This is an automated email from the ASF dual-hosted git repository.
sivabalan pushed a commit to branch master
in repository https://gitbox.apache.org/repos/asf/hudi.git
The following commit(s) were added to refs/heads/master by this push:
new 91d2e61 [HUDI-2904] Fix metadata table archival overstepping between
regular writers and table services (#4186)
91d2e61 is described below
commit 91d2e61433e74abb44cb4d0ae236ee8f4a94e1f8
Author: rmahindra123 <[email protected]>
AuthorDate: Thu Dec 2 10:32:26 2021 -0800
[HUDI-2904] Fix metadata table archival overstepping between regular
writers and table services (#4186)
- Co-authored-by: Rajesh Mahindra <[email protected]>
- Co-authored-by: Sivabalan Narayanan <[email protected]>
---
.../hudi/client/AbstractHoodieWriteClient.java | 33 ++++++++++++++++---
.../apache/hudi/config/HoodieCompactionConfig.java | 12 +++++++
.../org/apache/hudi/config/HoodieWriteConfig.java | 4 +++
.../metadata/HoodieBackedTableMetadataWriter.java | 4 ++-
.../apache/hudi/client/HoodieFlinkWriteClient.java | 11 +++----
.../FlinkHoodieBackedTableMetadataWriter.java | 1 +
.../SparkHoodieBackedTableMetadataWriter.java | 1 +
.../functional/TestHoodieBackedMetadata.java | 38 ++++++++++++++++++++++
8 files changed, 91 insertions(+), 13 deletions(-)
diff --git
a/hudi-client/hudi-client-common/src/main/java/org/apache/hudi/client/AbstractHoodieWriteClient.java
b/hudi-client/hudi-client-common/src/main/java/org/apache/hudi/client/AbstractHoodieWriteClient.java
index 96d89fc..59acbb2 100644
---
a/hudi-client/hudi-client-common/src/main/java/org/apache/hudi/client/AbstractHoodieWriteClient.java
+++
b/hudi-client/hudi-client-common/src/main/java/org/apache/hudi/client/AbstractHoodieWriteClient.java
@@ -449,11 +449,9 @@ public abstract class AbstractHoodieWriteClient<T extends
HoodieRecordPayload, I
WriteMarkersFactory.get(config.getMarkersType(), table, instantTime)
.quietDeleteMarkerDir(context, config.getMarkersDeleteParallelism());
autoCleanOnCommit();
- // We cannot have unbounded commit files.
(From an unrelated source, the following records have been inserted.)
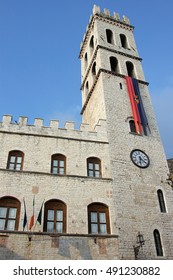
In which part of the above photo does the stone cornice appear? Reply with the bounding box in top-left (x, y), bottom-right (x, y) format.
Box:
top-left (81, 45), bottom-right (142, 89)
top-left (0, 230), bottom-right (118, 238)
top-left (81, 69), bottom-right (149, 115)
top-left (0, 168), bottom-right (112, 181)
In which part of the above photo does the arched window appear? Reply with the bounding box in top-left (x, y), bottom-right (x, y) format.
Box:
top-left (7, 150), bottom-right (24, 171)
top-left (120, 34), bottom-right (128, 49)
top-left (126, 61), bottom-right (135, 77)
top-left (129, 120), bottom-right (136, 133)
top-left (157, 190), bottom-right (166, 213)
top-left (43, 199), bottom-right (66, 233)
top-left (110, 57), bottom-right (119, 73)
top-left (153, 229), bottom-right (163, 256)
top-left (84, 53), bottom-right (88, 69)
top-left (85, 81), bottom-right (89, 96)
top-left (88, 203), bottom-right (110, 234)
top-left (0, 196), bottom-right (20, 231)
top-left (51, 154), bottom-right (66, 175)
top-left (87, 157), bottom-right (101, 178)
top-left (106, 29), bottom-right (114, 44)
top-left (92, 62), bottom-right (96, 76)
top-left (90, 36), bottom-right (94, 53)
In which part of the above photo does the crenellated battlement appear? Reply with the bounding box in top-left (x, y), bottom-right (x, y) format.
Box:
top-left (0, 115), bottom-right (108, 142)
top-left (92, 5), bottom-right (130, 25)
top-left (79, 5), bottom-right (132, 56)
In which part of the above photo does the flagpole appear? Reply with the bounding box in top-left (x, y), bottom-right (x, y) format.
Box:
top-left (29, 195), bottom-right (35, 231)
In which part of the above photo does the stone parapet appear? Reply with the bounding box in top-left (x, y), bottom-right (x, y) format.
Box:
top-left (0, 115), bottom-right (108, 143)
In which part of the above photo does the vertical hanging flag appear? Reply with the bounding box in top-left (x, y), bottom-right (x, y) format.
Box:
top-left (37, 201), bottom-right (44, 225)
top-left (132, 78), bottom-right (150, 135)
top-left (125, 76), bottom-right (150, 135)
top-left (23, 198), bottom-right (28, 231)
top-left (29, 196), bottom-right (35, 230)
top-left (125, 76), bottom-right (142, 134)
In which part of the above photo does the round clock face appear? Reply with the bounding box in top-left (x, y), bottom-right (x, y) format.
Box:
top-left (130, 149), bottom-right (150, 168)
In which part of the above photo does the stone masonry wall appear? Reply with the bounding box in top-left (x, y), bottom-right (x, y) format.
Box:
top-left (0, 232), bottom-right (118, 260)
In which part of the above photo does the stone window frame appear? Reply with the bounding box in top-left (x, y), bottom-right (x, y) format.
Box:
top-left (51, 154), bottom-right (66, 175)
top-left (7, 150), bottom-right (24, 171)
top-left (88, 203), bottom-right (110, 234)
top-left (87, 157), bottom-right (102, 178)
top-left (43, 199), bottom-right (67, 233)
top-left (0, 196), bottom-right (21, 231)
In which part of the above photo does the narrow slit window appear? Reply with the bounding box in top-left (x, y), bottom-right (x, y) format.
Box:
top-left (157, 190), bottom-right (166, 213)
top-left (153, 229), bottom-right (163, 256)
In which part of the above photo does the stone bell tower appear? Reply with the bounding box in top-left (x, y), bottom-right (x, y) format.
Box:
top-left (79, 5), bottom-right (173, 259)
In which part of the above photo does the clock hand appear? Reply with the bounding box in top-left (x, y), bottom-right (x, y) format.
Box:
top-left (139, 156), bottom-right (142, 165)
top-left (140, 157), bottom-right (147, 163)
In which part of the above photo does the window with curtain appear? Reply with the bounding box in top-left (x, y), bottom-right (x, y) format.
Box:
top-left (43, 199), bottom-right (66, 233)
top-left (51, 154), bottom-right (66, 175)
top-left (0, 196), bottom-right (20, 231)
top-left (7, 150), bottom-right (24, 171)
top-left (88, 203), bottom-right (110, 234)
top-left (87, 157), bottom-right (101, 178)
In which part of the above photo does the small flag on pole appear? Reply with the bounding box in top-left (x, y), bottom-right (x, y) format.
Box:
top-left (23, 198), bottom-right (27, 231)
top-left (37, 201), bottom-right (44, 225)
top-left (29, 196), bottom-right (35, 230)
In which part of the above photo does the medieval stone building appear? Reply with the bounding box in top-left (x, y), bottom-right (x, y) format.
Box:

Archive commits if we have to
archive
- HoodieTimelineArchiveLog archiveLog = new
HoodieTimelineArchiveLog(config, table);
- archiveLog.archiveIfRequired(context);
- } catch (IOException ioe) {
- throw new HoodieIOException(ioe.getMessage(), ioe);
+ if (config.isAutoArchive()) {
+ archive(table);
+ }
} finally {
this.heartbeatClient.stop(instantTime);
}
@@ -744,6 +742,31 @@ public abstract class AbstractHoodieWriteClient<T extends
HoodieRecordPayload, I
}
/**
+ * Trigger archival for the table. This ensures that the number of commits
do not explode
+ * and keep increasing unbounded over time.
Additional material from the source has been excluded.